Down the road PSNP workers are digging a water storage pond to help keep the animals alive. Mahmood Mohammed, who is responsible for managing some 400,000 people on the PSNP program in Guba Lafto and two surrounding districts, greets the laborers with the air of a teacher greeting his children.
“Actually, it’s 392,017,” says Mohammed, taking a pen from his breast pocket and circling the figure on his clipboard. “And we have 180,249 graduates.”
“Graduates” is the term the government applies to people who have weaned themselves off the PSNP and have, by Mohammed’s assessment, become resilient to “moderate shock.” They have largely moved on from subsistence farming, “graduating” on to more entrepreneurial activities that diversify their income into higher-value lines of work.
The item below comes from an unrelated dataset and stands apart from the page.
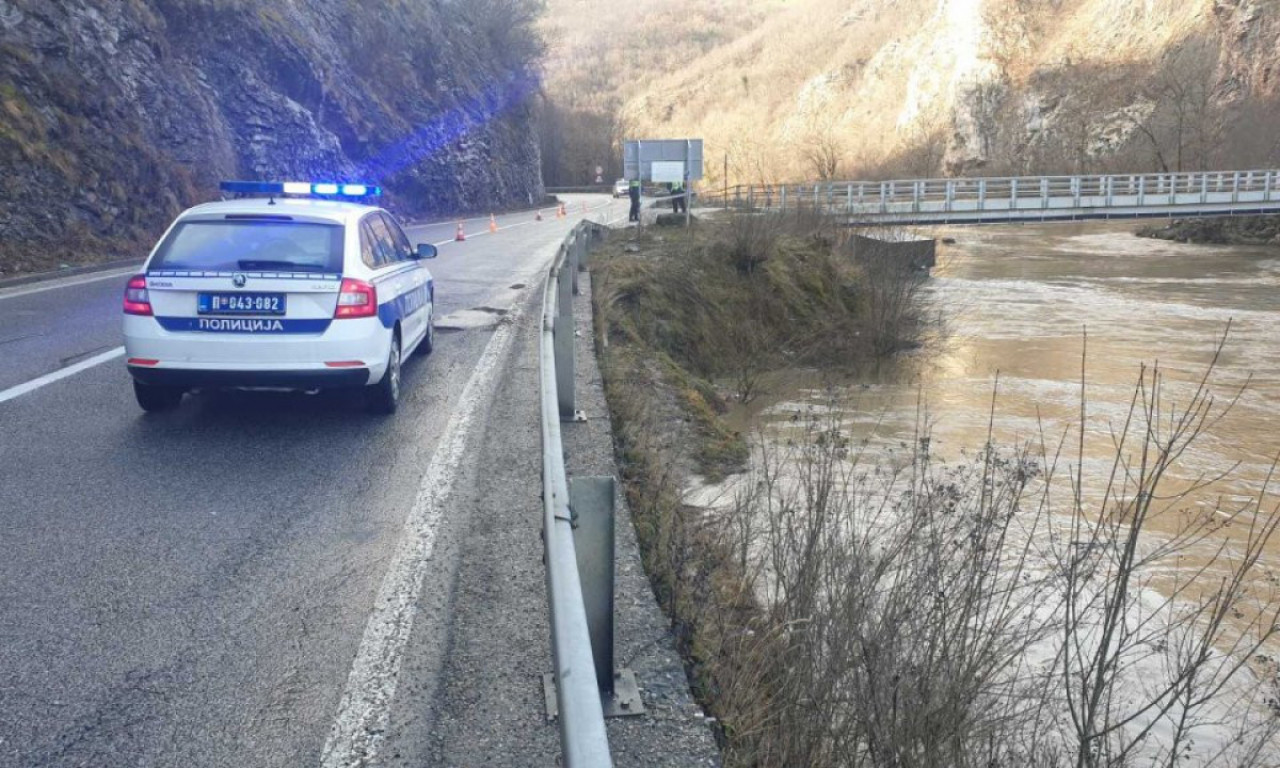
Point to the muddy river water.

One such farmer, Mulubrhan, lives in the highland village of Hanging Mule, named after an errant beast who hanged itself on its own bridle after falling from a narrow path. He shows off his eucalyptus farm; his dormitory, which he rents out to students for under $4 a month; and a mud-hut that operates as a granary (he owns it with a partner).
In 1985 during the famine, the communist Derg military government shelled his house, leaving him destitute. He said that after years of poverty, making ends meet by small trading, the social safety net gave him a foundation on which to build.
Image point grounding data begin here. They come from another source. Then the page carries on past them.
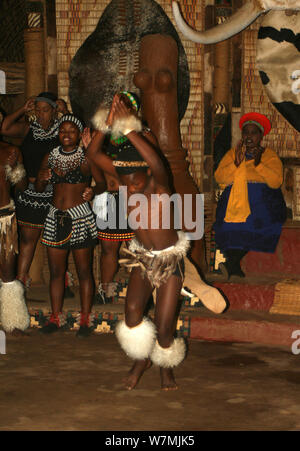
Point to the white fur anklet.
(99, 120)
(137, 342)
(171, 356)
(126, 125)
(13, 310)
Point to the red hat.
(258, 119)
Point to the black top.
(35, 147)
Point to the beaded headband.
(255, 123)
(131, 98)
(45, 99)
(71, 118)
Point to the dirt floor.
(60, 382)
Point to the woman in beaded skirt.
(39, 137)
(70, 223)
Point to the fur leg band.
(13, 310)
(137, 342)
(169, 357)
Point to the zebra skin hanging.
(278, 62)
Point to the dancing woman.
(70, 223)
(39, 137)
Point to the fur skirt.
(158, 266)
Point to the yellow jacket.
(269, 171)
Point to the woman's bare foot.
(136, 372)
(167, 379)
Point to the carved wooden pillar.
(35, 83)
(157, 81)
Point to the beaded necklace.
(40, 133)
(66, 161)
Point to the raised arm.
(95, 154)
(15, 124)
(15, 170)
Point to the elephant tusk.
(236, 23)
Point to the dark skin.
(67, 195)
(250, 143)
(154, 181)
(16, 125)
(9, 155)
(110, 249)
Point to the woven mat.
(287, 298)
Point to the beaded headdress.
(71, 118)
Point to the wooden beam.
(12, 78)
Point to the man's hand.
(29, 105)
(239, 153)
(12, 158)
(257, 153)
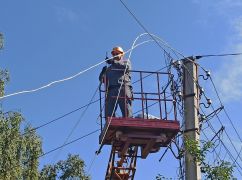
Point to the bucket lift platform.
(149, 134)
(131, 138)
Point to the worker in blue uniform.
(117, 78)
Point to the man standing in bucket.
(117, 79)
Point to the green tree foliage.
(21, 147)
(222, 171)
(19, 151)
(4, 78)
(72, 168)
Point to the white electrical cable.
(68, 78)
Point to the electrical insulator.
(208, 74)
(209, 101)
(179, 93)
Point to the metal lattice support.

“Before my focus was only on feeding my six children,” he said. “The PSNP helped me to focus on making money.”
Some 25 miles south of Hanging Mule is the village of Hen Tax, named after a levy the Italians placed upon its residents during Mussolini’s tentative foothold in Ethiopia in the 1930s and 1940s. On the hills between the village and a small stream lives Tsehaynesh, a single-mother of two and recipient of the PSNP, who owns 70 coffee trees that grow in moist soil and a single fat cow. Her income from the coffee and milk is topped up with PSNP funds, which she earns by working fidve days a month building terraces in which teff crops, used to make Ethiopia’s staple spongy flat-bread injera, are grown.
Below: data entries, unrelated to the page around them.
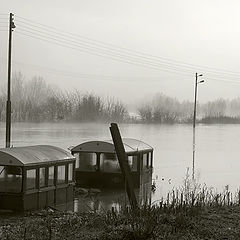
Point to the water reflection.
(107, 199)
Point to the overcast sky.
(127, 48)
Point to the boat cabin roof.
(32, 155)
(130, 145)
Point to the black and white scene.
(119, 119)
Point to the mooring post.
(123, 162)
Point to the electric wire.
(115, 58)
(98, 48)
(66, 41)
(43, 26)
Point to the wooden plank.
(123, 162)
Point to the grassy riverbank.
(186, 222)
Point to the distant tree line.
(37, 101)
(164, 109)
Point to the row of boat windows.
(108, 162)
(11, 177)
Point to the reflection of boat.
(35, 177)
(110, 199)
(97, 164)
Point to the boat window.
(42, 177)
(145, 160)
(88, 161)
(76, 155)
(61, 174)
(51, 176)
(132, 161)
(10, 179)
(109, 162)
(150, 158)
(31, 178)
(70, 172)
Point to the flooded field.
(217, 150)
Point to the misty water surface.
(217, 148)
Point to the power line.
(75, 43)
(167, 60)
(115, 58)
(64, 41)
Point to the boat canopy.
(32, 155)
(130, 145)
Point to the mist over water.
(217, 151)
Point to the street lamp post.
(194, 121)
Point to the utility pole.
(194, 121)
(8, 105)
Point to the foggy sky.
(197, 32)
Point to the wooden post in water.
(123, 162)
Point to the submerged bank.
(212, 222)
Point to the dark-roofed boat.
(97, 164)
(35, 177)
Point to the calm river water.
(217, 148)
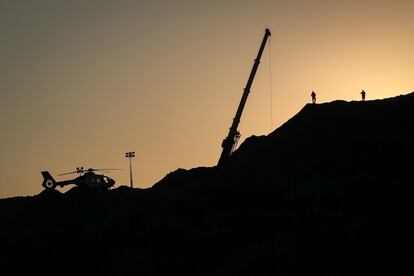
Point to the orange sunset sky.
(82, 82)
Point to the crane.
(230, 142)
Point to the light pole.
(130, 155)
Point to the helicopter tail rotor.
(48, 181)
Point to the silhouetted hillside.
(329, 192)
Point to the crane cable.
(270, 86)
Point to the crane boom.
(230, 141)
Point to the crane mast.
(230, 142)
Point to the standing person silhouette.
(313, 95)
(363, 95)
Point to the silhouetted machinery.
(230, 142)
(86, 179)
“It’s not very hard work,” she says, laughing at her own understatement. “I am a strong woman.”
On the surface, North Wollo appears fine but the failed harvest portends hardship ahead. The annual PSNP contingency budget has been released early to help those in need now and the government has allocated of $33m dollars for emergency relief.
The PSNP is helping to buffer poor Ethiopians against crop failure for now, but government officials say that state coffers alone will not be enough to fully protect citizens against the drought.
The first veritable step Ethiopia took on food security was in 1973, when it borrowed from emergency response systems from India and Botswana to form its Relief and Rehabilitation Commission.
The population was 31 million. Since then the country has achieved incredible feats, such as halving its poverty rate and developing a sophisticated and responsive food security system. But since 1973 the population has tripled, now hovering under 100 million and climate change has begun to bite, particularly in the north and east. The system is running to a standstill.